John Calvin

John Calvin (1509-1564) was one of the leading figures of the Protestant Reformation. The French-born Calvin, who eventually settled in Geneva, Switzerland, was the author of Institutes of the Christian Religion, a seminal work in Protestant theology.
Calvin was born in Noyon and trained as a lawyer. Calvin experienced a religious conversion in 1533, several years after the initiation of the Protestant Reformation by Martin Luther. Three years later he published the first edition of the Institutes, a defense of his brand of Protestantism. Soon after, he settled in Geneva for the first time, but was expelled from the city, forcing him to move to Strasbourg, where he lived from 1538 to 1541.
Returning to Geneva, Calvin became a leading religious figure, preaching upwards of three times a week.
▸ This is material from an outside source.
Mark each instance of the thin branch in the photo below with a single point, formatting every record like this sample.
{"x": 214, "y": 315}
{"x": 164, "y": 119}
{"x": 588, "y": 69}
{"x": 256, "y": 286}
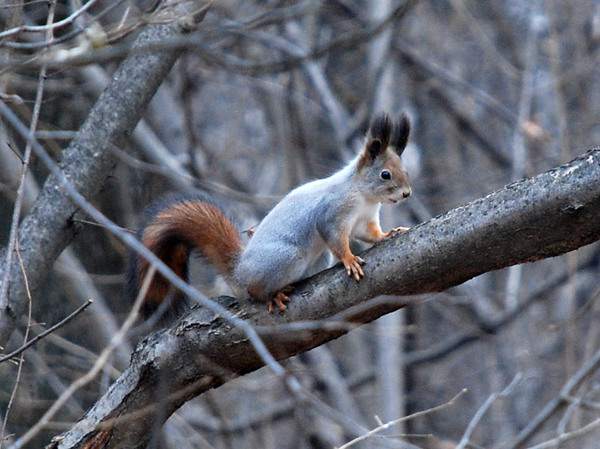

Most of these sermons were delivered without notes and lasted more than an hour. It was not until 1549 that a scribe was assigned to record them. His later career focused on the creation of an institute for the education of Geneva's children, the genesis of the University of Geneva. Calvin was hailed as one of the primary theologians of the Protestant Reformation, although much of his thinking was distinct from Luther's, and the two men fell out over the interpretation of the Eucharist. He died in 1564 and was buried in a unmarked grave to avoid the creation of a cult around his remains.